First it’s all assumption nothing i tried, but the idea would be to retrieve what you saved during a submit when running in the ide and then just print out values in the debug of the ide.

That implies you are running in the same environnement both when submitting and when running test cases or at least you manage to save the data in a way that you can retrieve from another environnement. That just might not work but AFAIK, as you can’t send anything through network you would need to do something like that to extract the validators, or you need to hack into CG’s server in some way or eventually have some insider’s contact or some accès on the remote server CG might be using for processing power… Well just standard hacking stuff…

I’m not a security expert though so that just might be something entirely different.

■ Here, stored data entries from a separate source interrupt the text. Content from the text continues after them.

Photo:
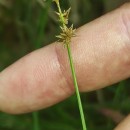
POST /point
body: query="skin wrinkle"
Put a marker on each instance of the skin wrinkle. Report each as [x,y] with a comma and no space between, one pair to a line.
[104,38]
[61,54]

You can write and read files in any language, but you can’t store them between sessions, so I don’t think it’s possible to extract the validators, unless you actually have access to them by hacking the server or being sent by a member of staff. You could find out how many data points and enemies were on the level, and also narrow down some very specific cases. You could also link some IDE tests to the validators and know which one is which (although they were altered), but these doesn’t really help you to hardcode any solution (because they are altered of course), but to give you a general idea on what you need to improve on. It’s interesting though that improving the IDE score often made the validators worse.

I believe this is because of the most variation points were essentially on validators that were not available as test case and optimizing on test case would make you win a few hundred of point here and there and lose thousands in a non representative validator.

That is one of the reason i feel this was not really an optimization contest, you can’t really optimize something that you have no data on beside how it works when you have such limited time to calculate a frame. sad enough best score were probably achieved on lucky submits rather than on overall performance.

Not to say that top people does not deserve to be where they are, but when you realize that using random position gives you a huge margin of improvement within a larger variance it becomes clear that as soon as your algorithm achieve regular scores on most validators, then it all boils down on being lucky enough to align a good draw on each heavy validator in the same submit…

It’s clear that if you can range for about 3k on one validator say 5 to 8k based on the random draws with about 1/8 chance to achieve max, if you have 3 validator in that class you have about 1/512 probability of hitting your highest possible score, even doing 256 submits that would be 1/2 chance to never see it happen. That is with a range of score within 9k which is really a lot regarding the overall scoring range.

It’s indeed not exactly in line with the numbers you can read up there from SaiksyApo post but the idea remains valid, either the random be spread on 3 validator for 3k each or on 6 validator for different values your score is still completely up to a submit lottery.

That is why imho, scoring should have been made more variance independent with either a mean score out of several run on the same validator or eventually the best score out of those runs, probably mean score rather than peak score as it would favor high variance and multiple submits yet again anyway.

1 Like

That is true that the very point of contest was to optimize against validators, not against test cases. And when people do that – you ban them. Logic :smiley:

I’m so in love with this decision that there is no strict line between ‘valid’ optimizations and ‘prohibited’ ones so you possibilities are infinite.